Mr Ahmadinejad is expected to reveal his full cabinet on Wednesday
Iranian President Mahmoud Ahmadinejad says he will bring at least two women into his new cabinet - the first such appointments in Iran since the 1970s.
He told Iran TV he would propose Fatemeh Ajorlou as social security minister and Marzieh Vahid Dastjerdi as health minister, among others.
Mr Ahmadinejad was sworn in for a second term on 5 August amid a crisis triggered by disputed polls in June.
Meanwhile another 28 people have gone on trial over post-election unrest.
More than 100 people are already on trial in Iran following the election, among them a number of senior politicians.
The trials have been criticised by several foreign powers, opposition groups and human rights campaigners, but authorities insist their legal proceedings are completely legitimate and conform to international standards of justice.
The latest trial comes a day after Mr Ahmadinejad's main opponent in the election, Mir Hossein Mousavi, vowed to continue challenging the result in a social movement called Green Path of Hope.
"The Green Path of Hope is formed for the sake of people's rightful demands and for claiming their rights," the reformist Etemad Melli newspaper quoted him as saying.
He has described it as a grassroots movement, but he has not given many more details about how it will take the opposition campaign forward.
Official election results awarded Mr Ahmadinejad a sweeping victory in the polls.
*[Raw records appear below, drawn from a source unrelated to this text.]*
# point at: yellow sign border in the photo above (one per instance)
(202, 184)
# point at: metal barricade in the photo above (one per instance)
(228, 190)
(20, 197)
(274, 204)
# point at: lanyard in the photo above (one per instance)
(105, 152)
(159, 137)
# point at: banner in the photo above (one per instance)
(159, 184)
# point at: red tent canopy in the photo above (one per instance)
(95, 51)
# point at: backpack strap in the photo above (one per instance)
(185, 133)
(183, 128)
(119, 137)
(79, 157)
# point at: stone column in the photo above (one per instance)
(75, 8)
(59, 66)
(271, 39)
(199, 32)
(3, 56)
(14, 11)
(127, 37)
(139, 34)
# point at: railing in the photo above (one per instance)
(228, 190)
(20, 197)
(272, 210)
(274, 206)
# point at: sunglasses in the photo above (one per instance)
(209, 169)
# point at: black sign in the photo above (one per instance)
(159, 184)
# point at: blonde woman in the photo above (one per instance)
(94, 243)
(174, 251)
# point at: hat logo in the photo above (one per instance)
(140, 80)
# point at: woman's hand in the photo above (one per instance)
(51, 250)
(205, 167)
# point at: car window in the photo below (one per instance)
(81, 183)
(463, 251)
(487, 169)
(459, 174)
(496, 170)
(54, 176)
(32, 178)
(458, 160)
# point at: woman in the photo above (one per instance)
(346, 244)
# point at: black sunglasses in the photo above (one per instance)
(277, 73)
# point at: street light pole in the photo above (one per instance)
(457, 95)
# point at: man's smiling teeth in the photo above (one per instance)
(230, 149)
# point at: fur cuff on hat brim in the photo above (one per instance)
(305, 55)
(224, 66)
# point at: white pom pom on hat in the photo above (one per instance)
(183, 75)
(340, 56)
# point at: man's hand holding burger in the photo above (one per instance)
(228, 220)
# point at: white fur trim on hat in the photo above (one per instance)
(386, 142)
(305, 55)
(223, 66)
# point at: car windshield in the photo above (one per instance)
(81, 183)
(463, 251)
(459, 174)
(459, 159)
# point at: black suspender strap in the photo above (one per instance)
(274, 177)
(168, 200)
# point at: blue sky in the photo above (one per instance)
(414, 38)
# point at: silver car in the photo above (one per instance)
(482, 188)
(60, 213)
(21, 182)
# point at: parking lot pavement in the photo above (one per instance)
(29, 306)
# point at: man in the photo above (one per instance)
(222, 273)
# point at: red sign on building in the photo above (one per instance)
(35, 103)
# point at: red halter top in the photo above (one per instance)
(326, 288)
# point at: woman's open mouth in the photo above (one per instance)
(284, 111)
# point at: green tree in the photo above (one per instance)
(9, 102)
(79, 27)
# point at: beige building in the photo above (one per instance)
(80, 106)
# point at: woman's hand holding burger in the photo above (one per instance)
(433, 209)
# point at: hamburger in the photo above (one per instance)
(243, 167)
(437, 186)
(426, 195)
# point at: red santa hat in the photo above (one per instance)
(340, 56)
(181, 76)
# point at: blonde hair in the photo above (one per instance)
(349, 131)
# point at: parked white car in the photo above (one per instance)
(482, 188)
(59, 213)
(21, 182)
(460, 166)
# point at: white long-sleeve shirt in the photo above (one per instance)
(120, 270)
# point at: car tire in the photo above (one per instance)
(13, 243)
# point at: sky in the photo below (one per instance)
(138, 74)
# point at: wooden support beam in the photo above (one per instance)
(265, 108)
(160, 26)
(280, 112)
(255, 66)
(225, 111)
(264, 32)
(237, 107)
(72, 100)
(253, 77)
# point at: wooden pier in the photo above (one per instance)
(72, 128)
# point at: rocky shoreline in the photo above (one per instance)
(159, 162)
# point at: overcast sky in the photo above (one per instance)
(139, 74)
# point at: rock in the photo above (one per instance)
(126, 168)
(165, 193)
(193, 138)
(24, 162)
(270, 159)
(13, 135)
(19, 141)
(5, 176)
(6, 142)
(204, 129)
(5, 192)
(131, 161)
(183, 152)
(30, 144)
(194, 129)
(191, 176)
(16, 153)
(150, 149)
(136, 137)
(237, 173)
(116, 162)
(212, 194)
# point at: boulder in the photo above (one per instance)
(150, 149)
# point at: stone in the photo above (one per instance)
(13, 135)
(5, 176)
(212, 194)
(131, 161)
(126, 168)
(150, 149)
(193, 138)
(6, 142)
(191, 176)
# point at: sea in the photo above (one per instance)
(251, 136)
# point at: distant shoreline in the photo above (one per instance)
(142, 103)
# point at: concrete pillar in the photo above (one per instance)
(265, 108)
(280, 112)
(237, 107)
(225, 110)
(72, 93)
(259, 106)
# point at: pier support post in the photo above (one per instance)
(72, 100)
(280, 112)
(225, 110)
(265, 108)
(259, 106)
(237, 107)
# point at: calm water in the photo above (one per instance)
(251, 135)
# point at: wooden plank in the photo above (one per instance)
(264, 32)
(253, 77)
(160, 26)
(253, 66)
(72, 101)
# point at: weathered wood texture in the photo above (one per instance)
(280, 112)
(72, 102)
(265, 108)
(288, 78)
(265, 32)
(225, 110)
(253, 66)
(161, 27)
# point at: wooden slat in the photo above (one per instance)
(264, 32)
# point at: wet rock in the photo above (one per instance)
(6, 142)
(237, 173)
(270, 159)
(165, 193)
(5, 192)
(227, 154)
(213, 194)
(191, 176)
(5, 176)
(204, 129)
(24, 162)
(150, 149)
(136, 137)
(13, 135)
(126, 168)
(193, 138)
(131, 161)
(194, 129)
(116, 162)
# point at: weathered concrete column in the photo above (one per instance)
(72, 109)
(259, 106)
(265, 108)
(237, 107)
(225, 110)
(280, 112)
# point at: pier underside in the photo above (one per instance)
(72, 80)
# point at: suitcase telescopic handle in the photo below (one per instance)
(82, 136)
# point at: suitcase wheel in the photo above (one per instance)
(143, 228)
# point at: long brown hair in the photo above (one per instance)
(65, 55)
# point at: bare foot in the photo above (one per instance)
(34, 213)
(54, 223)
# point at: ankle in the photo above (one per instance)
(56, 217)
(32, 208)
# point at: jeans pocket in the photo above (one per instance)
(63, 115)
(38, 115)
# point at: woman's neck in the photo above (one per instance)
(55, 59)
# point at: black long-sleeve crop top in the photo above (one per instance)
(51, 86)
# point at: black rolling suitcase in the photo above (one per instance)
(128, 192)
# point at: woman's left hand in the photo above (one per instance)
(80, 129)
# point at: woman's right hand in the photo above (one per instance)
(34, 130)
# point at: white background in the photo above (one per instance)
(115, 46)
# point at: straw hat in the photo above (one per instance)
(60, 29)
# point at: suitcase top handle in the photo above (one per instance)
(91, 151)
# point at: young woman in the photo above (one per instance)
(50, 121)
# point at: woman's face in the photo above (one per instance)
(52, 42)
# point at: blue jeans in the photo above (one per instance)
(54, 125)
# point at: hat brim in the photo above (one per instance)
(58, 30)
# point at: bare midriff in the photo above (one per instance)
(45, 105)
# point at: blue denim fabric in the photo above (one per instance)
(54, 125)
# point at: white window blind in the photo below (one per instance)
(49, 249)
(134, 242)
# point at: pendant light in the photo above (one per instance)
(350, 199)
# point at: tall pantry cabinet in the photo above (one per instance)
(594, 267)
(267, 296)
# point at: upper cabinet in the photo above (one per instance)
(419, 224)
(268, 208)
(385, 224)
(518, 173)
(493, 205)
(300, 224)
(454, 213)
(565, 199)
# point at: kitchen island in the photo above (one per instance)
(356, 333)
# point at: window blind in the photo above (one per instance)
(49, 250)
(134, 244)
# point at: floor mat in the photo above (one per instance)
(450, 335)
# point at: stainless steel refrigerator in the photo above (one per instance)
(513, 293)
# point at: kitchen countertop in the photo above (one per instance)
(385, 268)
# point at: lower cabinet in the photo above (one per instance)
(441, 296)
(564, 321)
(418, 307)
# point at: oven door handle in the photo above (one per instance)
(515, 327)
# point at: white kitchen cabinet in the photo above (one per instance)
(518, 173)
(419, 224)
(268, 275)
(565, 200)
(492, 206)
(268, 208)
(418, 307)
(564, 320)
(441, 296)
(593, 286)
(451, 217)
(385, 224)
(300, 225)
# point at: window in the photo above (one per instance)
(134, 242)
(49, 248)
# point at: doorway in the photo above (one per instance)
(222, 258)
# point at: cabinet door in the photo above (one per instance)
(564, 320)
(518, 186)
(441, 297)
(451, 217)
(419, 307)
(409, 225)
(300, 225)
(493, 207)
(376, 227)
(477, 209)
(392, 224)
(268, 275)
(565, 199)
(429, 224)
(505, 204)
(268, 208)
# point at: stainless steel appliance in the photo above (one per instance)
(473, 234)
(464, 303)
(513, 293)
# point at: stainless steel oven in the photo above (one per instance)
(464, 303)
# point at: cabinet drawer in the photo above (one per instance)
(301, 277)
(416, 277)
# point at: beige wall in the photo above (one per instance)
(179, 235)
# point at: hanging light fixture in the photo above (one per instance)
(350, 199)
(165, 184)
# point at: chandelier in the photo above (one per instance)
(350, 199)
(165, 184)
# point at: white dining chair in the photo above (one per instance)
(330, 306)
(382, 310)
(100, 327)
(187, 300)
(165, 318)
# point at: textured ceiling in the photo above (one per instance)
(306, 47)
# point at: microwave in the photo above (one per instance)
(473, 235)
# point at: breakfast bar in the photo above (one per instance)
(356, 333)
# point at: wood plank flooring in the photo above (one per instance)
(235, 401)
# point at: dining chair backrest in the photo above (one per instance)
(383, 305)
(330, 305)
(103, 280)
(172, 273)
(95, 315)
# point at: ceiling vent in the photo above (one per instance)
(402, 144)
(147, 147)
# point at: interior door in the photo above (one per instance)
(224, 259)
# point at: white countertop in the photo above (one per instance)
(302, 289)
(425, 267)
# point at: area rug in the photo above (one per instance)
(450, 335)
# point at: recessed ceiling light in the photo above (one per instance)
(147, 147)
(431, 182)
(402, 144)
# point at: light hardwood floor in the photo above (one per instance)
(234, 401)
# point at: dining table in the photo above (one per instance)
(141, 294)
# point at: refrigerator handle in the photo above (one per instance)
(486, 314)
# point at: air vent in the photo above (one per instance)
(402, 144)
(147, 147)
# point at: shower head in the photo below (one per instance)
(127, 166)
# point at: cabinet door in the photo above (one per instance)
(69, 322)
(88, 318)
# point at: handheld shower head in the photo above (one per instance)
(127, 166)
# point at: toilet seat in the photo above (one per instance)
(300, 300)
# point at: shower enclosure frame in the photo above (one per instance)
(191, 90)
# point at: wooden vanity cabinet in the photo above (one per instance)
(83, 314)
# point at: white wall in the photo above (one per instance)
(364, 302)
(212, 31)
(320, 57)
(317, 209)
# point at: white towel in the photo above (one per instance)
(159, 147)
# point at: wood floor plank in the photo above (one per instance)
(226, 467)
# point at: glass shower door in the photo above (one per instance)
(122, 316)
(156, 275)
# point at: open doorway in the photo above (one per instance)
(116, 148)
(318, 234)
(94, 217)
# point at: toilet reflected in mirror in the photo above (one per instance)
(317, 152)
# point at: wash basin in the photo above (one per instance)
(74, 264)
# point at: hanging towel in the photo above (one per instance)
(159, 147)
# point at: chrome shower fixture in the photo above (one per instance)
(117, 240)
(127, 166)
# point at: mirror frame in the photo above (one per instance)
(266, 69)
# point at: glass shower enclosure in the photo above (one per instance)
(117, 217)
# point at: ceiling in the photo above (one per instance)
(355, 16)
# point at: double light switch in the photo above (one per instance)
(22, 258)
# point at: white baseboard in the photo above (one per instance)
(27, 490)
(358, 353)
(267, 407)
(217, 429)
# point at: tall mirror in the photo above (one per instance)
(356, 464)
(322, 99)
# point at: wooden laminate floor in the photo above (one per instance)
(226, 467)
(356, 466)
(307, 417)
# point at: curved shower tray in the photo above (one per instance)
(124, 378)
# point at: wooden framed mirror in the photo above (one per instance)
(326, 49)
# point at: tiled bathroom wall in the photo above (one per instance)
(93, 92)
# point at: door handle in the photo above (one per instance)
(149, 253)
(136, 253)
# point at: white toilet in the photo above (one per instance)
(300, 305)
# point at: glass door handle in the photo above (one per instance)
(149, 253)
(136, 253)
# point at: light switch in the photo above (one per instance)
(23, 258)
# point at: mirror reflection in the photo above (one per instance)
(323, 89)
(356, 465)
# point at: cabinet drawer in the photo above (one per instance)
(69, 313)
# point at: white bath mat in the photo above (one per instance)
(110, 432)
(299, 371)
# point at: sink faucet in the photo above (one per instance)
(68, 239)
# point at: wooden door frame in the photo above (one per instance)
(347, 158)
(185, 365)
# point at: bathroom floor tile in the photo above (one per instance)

He is expected to announce his full cabinet line-up on Wednesday.
The women he has named could, if approved, become the first female cabinet ministers since the 1979 Islamic Revolution, although there have been female vice-presidents.
The BBC's Tehran correspondent John Leyne says both are hardline conservatives.
Ms Ajorlou has supported tough enforcement of the Islamic dress code for women, and quotas for women at university.
Ms Dastjerdi, meanwhile, has in the past proposed introducing segregated health care in Iran, with women treating women and men men, though it was rejected as impractical.
MPs have to approve the ministers in a confidence vote, and have warned the president that they must be "experienced", amid criticisms of his frequent reshuffles and dismissals during his first term.
Foreign media, including the BBC, have been restricted in their coverage of Iran in the wake of the election protests.